Patterns/Textures: Are the patterns and textures displayed within your marketing collateral used as a distinguishing element to represent your unique brand?
Graphics: Do the style of graphics used in your marketing collateral distinguish your brand from competitors? For example, if your competitors are all using geometric vector icons on their website, could your brand use hand-drawn icons instead?
Branded Marketing Collateral
Are the appropriate types and amount of branded marketing collateral being utilized? The following are some of the more common types of branded marketing collateral that can be created to develop a cohesive brand identity.
A note on logo usage: One of the primary goals of any logo design is that it works well across all media. After determining which marketing collateral may be most effective for your business, look at your logo’s design to determine how well it works in a variety of formats from small on business cards and mobile devices to large on billboards. Does it work on both light and dark backgrounds? Does it look good on different materials such as paper, glass, metal, embroidery, or anywhere else it needs to be displayed?

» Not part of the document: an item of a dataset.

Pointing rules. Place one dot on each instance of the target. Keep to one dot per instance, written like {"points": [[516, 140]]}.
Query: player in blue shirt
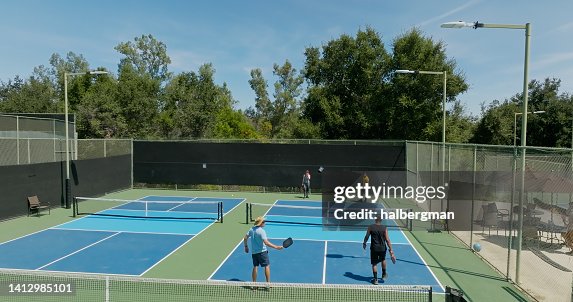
{"points": [[259, 251]]}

Business Cards: Do you meet your potential customers in person, at networking events, trade shows, workshops or any other situation that would allow you to share your contact information on a business card?
Brochures, flyers, rack cards: Do you present information about your company at events such as trade shows, workshops, or speaking engagements?
Letterhead/Envelopes: If you utilize printed letters and mail for your communications, the stationary your company uses can be designed to reinforce your brand – include your logo, color palette, font families, etc…
Post Cards: Direct mail can still be an effective form of marketing for some companies, if done correctly. When utilizing direct mail, be sure to also utilize your brand’s visual identity for the design.
Print Ads: Print ads should clearly and succinctly promote your brand’s message, coupled with your brand’s visual identity elements – logo, photography or graphics, color palette and patterns.
Signage, Billboards and Posters: Signage, billboards, and posters have a very short amount of time to serve as a display of your brand’s messaging, and visual identity elements. Make sure they are as simple and clear as possible while still remaining effective.
Banners and Trade show Displays: If your company presents at trade shows or conferences, branded booth materials such as banners and panels can be created to reinforce your brand’s visual identity.
Websites and Landing Pages: Websites are the online hub for all your marketing and branding activities. Read the “Design and Branding” section of our Website Audit for an in-depth breakdown of how to ensure your website is cohesive with your company’s brand.
Emails: All brand design elements can be utilized in your email templates. Another branding element that can be utilized in your emails is the signature – be sure to include your logos, fonts and color palette. Note: emails are limited on what fonts can be used since they must be installed on the recipient’s computer to ensure they display correctly. If your fonts are not standard to all computers (ex. Arial, Times), be sure to replace them in your emails with one that is.
Social Media: Your social media profile image, cover image and images you post should all be designed to reinforce your brand’s visual identity.
Video: Intro and outro graphics, music or animations can be utilized in your promotional videos. Your brand’s fonts and typographic styles can be used for titles. Graphic and image styles, color palettes, and patterns should all adhere to your brand’s visual identity standards if utilized.